Per questo sono state inventate le lenti office , ossia ‘da ufficio’, chiamate anche indoor. Queste lenti a profondità di campo hanno un funzionamento simile a quello di una lente progressiva, ma partono da un concetto costruttivo diverso: si pensa cioè di sviluppare la lente partendo dalla gradazione per vicino, diminuendone il potere positivo dalla parte bassa a quella alta. Si potrebbe pensare che sia le descrizione ‘al contrario’ della lente multifocale, se non fosse che questa digressione di potenza non arriva a coprire l’intera differenza tra lontano e vicino. Ossia, nella parte alta della lente avremo una gradazione tale da consentire la visione alla distanza intermedia.

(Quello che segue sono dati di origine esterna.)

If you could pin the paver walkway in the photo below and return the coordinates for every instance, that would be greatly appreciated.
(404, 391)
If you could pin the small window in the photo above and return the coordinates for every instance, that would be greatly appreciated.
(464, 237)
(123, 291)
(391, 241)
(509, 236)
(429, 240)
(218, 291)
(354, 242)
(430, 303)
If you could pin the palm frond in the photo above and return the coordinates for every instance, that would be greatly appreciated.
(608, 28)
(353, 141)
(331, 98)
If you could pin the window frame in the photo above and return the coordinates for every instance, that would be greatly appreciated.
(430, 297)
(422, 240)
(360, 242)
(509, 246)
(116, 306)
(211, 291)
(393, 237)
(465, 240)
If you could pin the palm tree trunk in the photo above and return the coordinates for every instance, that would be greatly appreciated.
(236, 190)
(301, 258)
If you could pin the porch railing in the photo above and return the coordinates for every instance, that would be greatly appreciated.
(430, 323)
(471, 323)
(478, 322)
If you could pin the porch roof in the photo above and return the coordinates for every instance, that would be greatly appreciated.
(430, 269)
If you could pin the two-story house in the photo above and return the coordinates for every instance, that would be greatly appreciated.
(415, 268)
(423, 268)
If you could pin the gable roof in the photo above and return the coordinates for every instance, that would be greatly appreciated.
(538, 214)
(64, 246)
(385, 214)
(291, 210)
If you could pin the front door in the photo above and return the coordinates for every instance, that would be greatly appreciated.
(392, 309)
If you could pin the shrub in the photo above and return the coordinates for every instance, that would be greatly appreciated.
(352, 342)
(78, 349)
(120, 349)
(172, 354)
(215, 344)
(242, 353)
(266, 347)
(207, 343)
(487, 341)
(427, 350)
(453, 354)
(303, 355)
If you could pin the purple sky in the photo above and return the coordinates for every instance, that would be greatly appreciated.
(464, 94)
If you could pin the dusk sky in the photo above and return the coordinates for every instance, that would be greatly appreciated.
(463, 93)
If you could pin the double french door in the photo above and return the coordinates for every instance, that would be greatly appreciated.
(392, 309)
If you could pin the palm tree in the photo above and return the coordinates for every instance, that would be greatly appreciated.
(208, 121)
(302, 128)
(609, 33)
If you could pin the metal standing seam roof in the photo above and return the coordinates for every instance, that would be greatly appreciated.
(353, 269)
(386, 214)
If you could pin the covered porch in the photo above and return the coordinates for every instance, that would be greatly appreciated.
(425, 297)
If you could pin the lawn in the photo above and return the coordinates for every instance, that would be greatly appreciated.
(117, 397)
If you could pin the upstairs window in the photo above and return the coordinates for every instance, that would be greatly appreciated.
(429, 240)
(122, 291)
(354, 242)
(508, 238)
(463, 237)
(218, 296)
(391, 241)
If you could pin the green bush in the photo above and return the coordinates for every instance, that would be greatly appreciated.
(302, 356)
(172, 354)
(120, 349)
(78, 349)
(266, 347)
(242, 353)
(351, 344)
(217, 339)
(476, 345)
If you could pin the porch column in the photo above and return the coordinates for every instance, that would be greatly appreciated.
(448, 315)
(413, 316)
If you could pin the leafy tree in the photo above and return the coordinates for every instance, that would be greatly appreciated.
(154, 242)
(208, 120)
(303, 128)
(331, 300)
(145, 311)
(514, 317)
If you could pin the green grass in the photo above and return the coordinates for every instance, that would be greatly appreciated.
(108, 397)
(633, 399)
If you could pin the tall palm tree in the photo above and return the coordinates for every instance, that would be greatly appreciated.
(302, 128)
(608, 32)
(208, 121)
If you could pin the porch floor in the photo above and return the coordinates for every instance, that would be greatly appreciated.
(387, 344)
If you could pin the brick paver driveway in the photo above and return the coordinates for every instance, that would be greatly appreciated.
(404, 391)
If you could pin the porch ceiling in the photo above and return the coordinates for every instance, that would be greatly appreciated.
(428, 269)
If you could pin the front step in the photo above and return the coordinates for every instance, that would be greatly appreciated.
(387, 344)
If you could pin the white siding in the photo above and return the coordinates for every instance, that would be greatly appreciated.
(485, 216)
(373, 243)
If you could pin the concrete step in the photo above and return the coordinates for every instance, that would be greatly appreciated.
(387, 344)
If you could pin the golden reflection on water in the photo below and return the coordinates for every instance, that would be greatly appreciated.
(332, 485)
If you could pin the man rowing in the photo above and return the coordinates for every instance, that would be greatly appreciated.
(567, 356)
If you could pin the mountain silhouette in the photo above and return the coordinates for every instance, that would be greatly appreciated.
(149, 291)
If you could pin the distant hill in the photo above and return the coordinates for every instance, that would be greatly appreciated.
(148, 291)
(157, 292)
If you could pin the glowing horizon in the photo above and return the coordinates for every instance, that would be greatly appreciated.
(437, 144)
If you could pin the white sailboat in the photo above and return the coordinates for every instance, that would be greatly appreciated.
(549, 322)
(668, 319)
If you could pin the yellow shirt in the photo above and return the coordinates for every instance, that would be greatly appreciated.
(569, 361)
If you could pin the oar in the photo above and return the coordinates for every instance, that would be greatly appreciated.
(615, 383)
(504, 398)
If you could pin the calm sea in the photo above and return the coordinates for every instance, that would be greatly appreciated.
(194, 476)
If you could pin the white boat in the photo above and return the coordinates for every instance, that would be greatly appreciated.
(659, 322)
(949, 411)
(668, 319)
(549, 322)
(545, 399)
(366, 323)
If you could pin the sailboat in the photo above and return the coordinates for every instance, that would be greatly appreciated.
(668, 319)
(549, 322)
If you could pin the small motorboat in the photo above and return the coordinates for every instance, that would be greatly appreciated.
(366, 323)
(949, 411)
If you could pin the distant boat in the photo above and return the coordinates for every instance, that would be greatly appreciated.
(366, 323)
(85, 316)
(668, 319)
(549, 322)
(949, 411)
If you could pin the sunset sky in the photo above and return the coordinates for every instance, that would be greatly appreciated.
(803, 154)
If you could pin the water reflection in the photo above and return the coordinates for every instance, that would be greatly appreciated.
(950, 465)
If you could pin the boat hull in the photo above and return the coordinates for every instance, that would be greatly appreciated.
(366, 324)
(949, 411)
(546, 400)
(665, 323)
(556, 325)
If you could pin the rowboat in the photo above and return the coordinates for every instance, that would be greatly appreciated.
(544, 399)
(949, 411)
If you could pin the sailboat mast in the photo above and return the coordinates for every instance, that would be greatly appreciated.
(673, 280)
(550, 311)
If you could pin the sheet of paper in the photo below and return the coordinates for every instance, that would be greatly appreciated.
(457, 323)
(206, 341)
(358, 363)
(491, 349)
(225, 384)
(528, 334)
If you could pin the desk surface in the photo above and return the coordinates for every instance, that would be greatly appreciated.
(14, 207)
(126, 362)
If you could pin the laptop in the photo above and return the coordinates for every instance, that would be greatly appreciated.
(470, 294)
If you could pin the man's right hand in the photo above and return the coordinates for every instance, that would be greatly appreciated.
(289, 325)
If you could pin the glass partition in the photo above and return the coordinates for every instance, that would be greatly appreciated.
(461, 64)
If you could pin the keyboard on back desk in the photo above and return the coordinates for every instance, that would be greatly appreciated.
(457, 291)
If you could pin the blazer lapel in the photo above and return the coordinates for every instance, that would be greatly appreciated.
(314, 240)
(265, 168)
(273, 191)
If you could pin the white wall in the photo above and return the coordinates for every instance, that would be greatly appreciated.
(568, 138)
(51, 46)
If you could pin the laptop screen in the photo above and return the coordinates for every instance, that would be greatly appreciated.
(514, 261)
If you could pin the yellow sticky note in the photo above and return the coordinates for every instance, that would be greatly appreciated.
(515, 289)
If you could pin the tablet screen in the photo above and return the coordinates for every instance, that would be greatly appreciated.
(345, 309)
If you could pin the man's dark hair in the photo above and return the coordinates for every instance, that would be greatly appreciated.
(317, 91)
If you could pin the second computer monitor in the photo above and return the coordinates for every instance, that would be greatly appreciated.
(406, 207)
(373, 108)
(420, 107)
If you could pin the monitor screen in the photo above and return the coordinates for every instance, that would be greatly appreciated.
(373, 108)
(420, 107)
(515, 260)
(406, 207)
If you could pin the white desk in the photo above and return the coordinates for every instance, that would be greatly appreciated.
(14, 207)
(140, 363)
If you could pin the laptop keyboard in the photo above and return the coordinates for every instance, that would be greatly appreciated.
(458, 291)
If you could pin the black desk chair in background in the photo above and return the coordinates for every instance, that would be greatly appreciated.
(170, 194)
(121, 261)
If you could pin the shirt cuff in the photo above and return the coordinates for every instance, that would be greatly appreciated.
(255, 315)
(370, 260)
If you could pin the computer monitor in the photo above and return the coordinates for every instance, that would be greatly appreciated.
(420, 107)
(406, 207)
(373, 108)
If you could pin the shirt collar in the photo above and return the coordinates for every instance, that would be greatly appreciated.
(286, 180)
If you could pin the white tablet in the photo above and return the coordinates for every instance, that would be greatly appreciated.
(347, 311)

Nell’immagine a lato vediamo una schematizzazione che può aiutare a capire la differenza che c’è tra una lente progressiva ed una da ufficio. Essendo quest’ultima una lente con minor variazione di potere lungo il canale di progressione, l’ampiezza del campo visivo (colorato nella figura) sarà maggiore di quella della lente progressiva. Ciò significa che sarà più facile da utilizzare, e consente a chi la porta di tenere la testa in posizione confortevole anche davanti a schermi di pc grandi e
posizionati davanti al viso.
Si può scegliere tra lenti con digressioni diverse in base alla distanza alla quale una persona ha bisogno di vedere: solitamente si sceglie una digressione che permetta la visione a distanze non superiori ai 2-2,5 metri. Infatti la lente deve essere confortevolmente utilizzata a distanze ravvicinate, perché sia di effettivo aiuto a chi le sfrutta per diverse ore al giorno.
Attraverso la prescrizione delle lenti da vista, le personali esigenze lavorative e delle prove pratiche in negozio, sapremo consigliarvi la soluzione adatta.